Putusan ini memicu kritik dari masyarakat, tokoh hukum, dan organisasi pemantau peradilan yang menilai adanya ketidakselarasan antara nilai kerugian dan beratnya hukuman yang dijatuhkan.
Dalam persidangan di Pengadilan Negeri Lubuklinggau majelis hakim memutuskan terdakwa terbukti melakukan tindak pidana ringan.
Namun, vonis kurungan satu bulan tersebut dinilai sejumlah pihak sebagai bentuk ketidakpekaan terhadap prinsip proporsionalitas, keadilan substantif, dan pertimbangan kondisi sosial-ekonomi terdakwa.

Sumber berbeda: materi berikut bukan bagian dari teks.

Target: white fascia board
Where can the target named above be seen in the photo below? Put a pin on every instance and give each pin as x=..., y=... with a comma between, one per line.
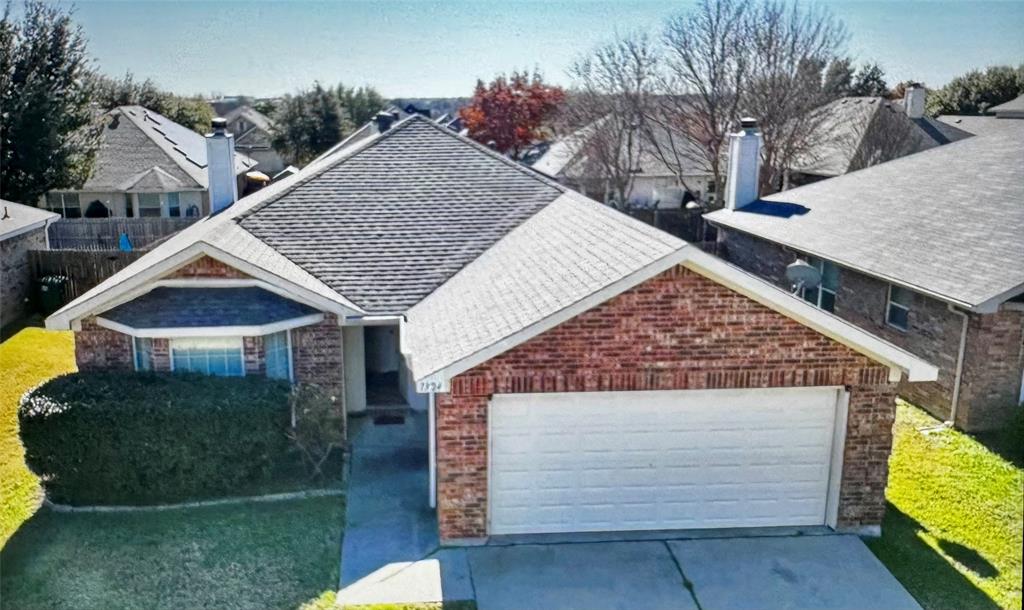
x=809, y=315
x=141, y=282
x=250, y=331
x=660, y=265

“Kami menghormati proses hukum, tetapi vonis ini sangat tidak mencerminkan rasa keadilan. Kerugian hanya Rp134.400, namun hukuman penjara dijatuhkan tanpa memperhatikan dampak sosial dan ekonomi bagi terdakwa,” ujar Bahet, (12-12-2025).

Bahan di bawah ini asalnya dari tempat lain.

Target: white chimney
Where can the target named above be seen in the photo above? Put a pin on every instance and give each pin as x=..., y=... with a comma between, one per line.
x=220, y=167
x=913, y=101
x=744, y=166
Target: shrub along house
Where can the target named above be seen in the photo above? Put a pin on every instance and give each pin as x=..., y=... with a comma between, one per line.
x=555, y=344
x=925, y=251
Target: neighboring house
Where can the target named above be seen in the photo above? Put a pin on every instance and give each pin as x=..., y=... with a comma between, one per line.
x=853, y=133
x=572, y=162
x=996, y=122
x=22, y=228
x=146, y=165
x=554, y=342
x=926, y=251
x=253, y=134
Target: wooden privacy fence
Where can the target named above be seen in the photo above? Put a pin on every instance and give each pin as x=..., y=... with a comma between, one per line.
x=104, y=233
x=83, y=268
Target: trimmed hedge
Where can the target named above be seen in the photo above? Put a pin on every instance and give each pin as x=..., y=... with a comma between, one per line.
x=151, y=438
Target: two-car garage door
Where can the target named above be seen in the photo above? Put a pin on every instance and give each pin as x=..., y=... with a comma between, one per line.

Aliansi Solidaritas Mahasiswa Silampari Peduli Hukum juga menilai bahwa perkara dengan nilai kerugian sangat kecil semestinya diselesaikan melalui mekanisme non-pemenjaraan, selaras dengan kebijakan restorative justice yang telah ditekankan oleh Mahkamah Agung dan Kepolisian RI.
Tuntutan Resmi dari Aliansi Solidaritas Mahasiswa Silampari Peduli Hukum kepada Hakim dan Institusi Peradilan
Endang Nofriono sebagai ketua Aliansi Solidaritas Silampari Peduli Hukum mengatakan bahwa sebagai bentuk keprihatinan atas munculnya putusan yang dianggap tidak proporsional, Aksi Solidaritas Mahasiswa Silampari Peduli Hukum menyampaikan beberapa tuntutan penting:
1. Majelis hakim diminta memberikan penjelasan terbuka mengenai dasar pertimbangan mengapa hukuman pemenjaraan dipilih pada perkara dengan nilai kerugian sangat kecil.

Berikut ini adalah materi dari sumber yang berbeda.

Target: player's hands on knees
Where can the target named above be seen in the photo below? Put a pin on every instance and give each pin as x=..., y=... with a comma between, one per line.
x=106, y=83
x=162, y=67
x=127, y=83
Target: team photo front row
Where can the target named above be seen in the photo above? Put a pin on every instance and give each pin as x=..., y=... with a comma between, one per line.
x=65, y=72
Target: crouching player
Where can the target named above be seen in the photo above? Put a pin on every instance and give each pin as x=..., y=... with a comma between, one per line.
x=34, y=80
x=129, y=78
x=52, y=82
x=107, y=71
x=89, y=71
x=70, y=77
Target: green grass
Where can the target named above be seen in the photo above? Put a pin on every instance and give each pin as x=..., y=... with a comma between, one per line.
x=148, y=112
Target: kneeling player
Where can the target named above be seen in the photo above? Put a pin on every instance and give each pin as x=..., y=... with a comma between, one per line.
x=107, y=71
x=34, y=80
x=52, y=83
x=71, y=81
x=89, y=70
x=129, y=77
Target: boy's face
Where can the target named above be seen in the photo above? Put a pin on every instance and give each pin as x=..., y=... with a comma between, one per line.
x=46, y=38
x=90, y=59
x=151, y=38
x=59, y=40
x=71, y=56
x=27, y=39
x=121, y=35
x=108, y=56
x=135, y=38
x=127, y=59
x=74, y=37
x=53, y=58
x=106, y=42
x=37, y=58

2. Pengadilan Negeri Lubuklinggau diminta melakukan evaluasi internal terhadap penerapan asas proporsionalitas dan keadilan restoratif dalam perkara-perkara ringan.
3. Mahkamah Agung didorong untuk memperkuat pedoman pemidanaan agar perkara bernilai sangat kecil tidak lagi berujung pada hukuman penjara yang tidak relevan dan kontraproduktif.
4. Penegak hukum diminta mempertimbangkan kembali kebijakan pemidanaan yang mempengaruhi kelompok rentan, terutama masyarakat kecil yang secara ekonomi dan sosial berada dalam posisi lemah.
“Putusan pengadilan tidak boleh menjadi instrumen yang menyulitkan kehidupan masyarakat kecil. Perkara ringan seharusnya diselesaikan dengan semangat kemanusiaan, bukan dengan pendekatan pemidanaan yang berlebihan,” Ujar Endang. (*)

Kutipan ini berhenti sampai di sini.